Mantrisanu tertegun meski detik berikutnya rautnya berubah mencemooh. "Aku benar-benar tak sudi dbandingkan dengan rekanmu yang bodoh itu, Tilapornputt!"
"Berhenti berusaha memperlihatkan sisi kemanusianmu kalau begitu!"
"Ckckck... Kupikir kau tidak akan menyadarinya."
"Bahkan Iblis pun tidak akan mempercayaimu."
Tawa pria berdarah campuran itu meledak tak terkendali.
"Kau sudah memperoleh identitasnya?"
"Zorya. Sebelas tahun.

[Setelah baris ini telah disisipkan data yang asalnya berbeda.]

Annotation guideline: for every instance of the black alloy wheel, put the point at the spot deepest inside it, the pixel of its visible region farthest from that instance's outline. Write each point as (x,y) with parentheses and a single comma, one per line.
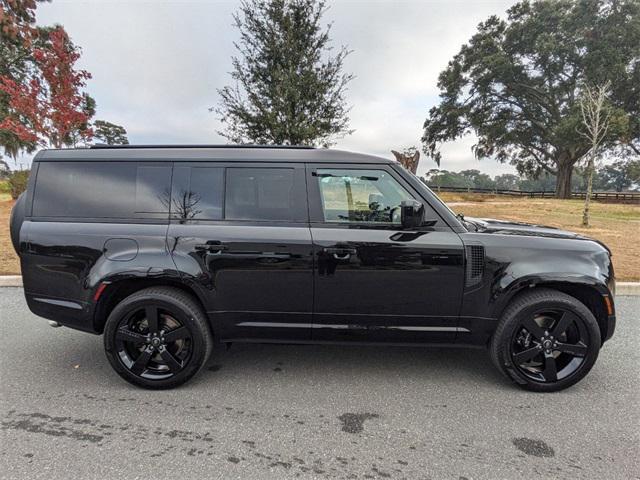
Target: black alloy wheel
(152,343)
(546,340)
(158,338)
(550,345)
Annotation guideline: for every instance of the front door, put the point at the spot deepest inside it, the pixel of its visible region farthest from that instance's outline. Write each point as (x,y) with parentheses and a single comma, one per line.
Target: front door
(373,280)
(239,232)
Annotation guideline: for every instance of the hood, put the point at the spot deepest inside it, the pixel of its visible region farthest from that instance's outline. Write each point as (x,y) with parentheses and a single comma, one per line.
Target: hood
(505,227)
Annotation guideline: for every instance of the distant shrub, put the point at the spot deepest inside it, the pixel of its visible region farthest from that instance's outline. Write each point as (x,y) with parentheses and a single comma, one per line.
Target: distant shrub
(18,182)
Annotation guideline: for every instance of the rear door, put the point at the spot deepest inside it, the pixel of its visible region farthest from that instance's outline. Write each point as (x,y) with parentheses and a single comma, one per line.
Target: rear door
(239,232)
(374,281)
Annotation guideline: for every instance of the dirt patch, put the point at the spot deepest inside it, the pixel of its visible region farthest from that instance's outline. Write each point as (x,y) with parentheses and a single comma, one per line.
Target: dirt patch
(354,422)
(615,225)
(536,448)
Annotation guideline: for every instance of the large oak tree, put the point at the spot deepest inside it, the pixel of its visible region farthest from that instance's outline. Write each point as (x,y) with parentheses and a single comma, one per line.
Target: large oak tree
(517,82)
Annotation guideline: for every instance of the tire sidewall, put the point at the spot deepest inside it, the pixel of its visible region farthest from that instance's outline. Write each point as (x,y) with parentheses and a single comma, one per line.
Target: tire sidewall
(512,324)
(127,306)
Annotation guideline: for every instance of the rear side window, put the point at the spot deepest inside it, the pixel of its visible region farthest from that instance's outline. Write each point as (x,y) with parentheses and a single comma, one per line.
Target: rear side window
(260,194)
(102,190)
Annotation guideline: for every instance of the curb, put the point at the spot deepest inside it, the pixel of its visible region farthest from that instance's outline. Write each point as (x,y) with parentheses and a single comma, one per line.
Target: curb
(622,288)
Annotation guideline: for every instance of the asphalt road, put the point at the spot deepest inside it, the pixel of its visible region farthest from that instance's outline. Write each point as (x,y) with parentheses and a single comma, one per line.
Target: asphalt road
(261,412)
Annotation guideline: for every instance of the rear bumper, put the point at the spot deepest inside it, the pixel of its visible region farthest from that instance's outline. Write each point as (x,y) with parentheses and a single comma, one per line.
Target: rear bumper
(72,314)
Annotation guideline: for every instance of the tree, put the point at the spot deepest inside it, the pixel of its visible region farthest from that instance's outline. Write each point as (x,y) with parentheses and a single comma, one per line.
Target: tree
(288,88)
(409,158)
(110,133)
(49,108)
(17,34)
(596,118)
(516,84)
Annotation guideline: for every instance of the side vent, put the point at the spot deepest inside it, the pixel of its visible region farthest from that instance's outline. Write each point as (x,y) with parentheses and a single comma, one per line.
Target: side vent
(475,265)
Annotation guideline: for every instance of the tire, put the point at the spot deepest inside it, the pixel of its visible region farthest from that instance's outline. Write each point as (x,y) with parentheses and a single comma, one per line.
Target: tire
(15,223)
(162,353)
(545,341)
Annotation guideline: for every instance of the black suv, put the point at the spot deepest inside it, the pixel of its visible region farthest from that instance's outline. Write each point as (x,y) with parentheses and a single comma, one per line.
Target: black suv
(166,249)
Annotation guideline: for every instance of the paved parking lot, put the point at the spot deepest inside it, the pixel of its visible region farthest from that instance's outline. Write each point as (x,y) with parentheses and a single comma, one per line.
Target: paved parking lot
(262,412)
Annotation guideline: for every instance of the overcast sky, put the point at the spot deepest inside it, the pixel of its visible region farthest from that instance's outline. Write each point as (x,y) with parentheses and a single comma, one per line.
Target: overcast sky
(156,66)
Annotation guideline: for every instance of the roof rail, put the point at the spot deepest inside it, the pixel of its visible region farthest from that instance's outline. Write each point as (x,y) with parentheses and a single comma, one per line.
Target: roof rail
(248,145)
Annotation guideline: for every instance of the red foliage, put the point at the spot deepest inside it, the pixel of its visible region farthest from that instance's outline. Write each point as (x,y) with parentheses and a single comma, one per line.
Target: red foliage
(16,21)
(49,110)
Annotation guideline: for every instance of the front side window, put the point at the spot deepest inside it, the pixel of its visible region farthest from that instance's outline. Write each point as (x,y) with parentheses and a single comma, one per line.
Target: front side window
(102,190)
(372,196)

Yang kudengar ia hilang pada hari yang sama saat terjadi keributan di sebuah Hale kuili."
"Hale kuili?"
"Kau tau sesuatu?"
"Itu adalah kediaman milik orang tua Charise."
Alis Mantrisanu bertaut. "Lalu, keributan apa yang mereka maksud?"
"Mereka ditemukan bunuh diri tak berselang lama setelah aku dan Detektif Jam datang berkunjung."
"Bunuh diri? Kau yakin?"
"Jejas jerat di leher melingkar secara penuh dengan arah ke atas, pada bagian belakang membentuk huruf V terbalik dengan simpul hidup. Garis batasnya tegas dan dasarnya kulit merah kecoklatan, perabaan keras seperti perkamen."
"Gambaran luarnya sesuai. Lalu?"
"Apa?"
Mantrisanu terkekeh. "Oh, ayolah, Jespipat. Melihatmu yang sampai mengingat rekam autopsinya, itu berarti kau meragukan kasus ini."
Sialnya, tebakan pria ini tepat sasaran. Walaupun di depan Jam, ia bersikeras tak ingin terlibat namun berbagai kejanggalan yang terlihat di TKP cukup untuk membuat Jes bertindak. Apalagi, ia meyakini bahwa semua hal yang sedang terjadi di sekitarnya saat ini memiliki benang merah satu sama lain. Tentu saja dengan dia dan si Aktor sebagai pusatnya.
"Katakan, bantuan apa yang kau butuhkan dariku, Detektif?"
"Tidak sekarang. Vacutainer di dalam sakumu lebih mendesak untuk diselidiki."
"Apakah ada laboratorium yang bisa kugunakan?"
"Kupikir lebih baik jika kau mengirimkannya pada orang kepercayaanmu."
KAMU SEDANG MEMBACA
Star in the Water | JESBIBLE
FanfictionKetika pemuda yang selalu dikuntit maut itu akhirnya bertemu dengan seseorang yang dinaungi oleh cahaya, bagaimanakah jalinan takdir yang akan tercipta ditengah kematian yang mengelilingi? ---------------------------------------------------------- L...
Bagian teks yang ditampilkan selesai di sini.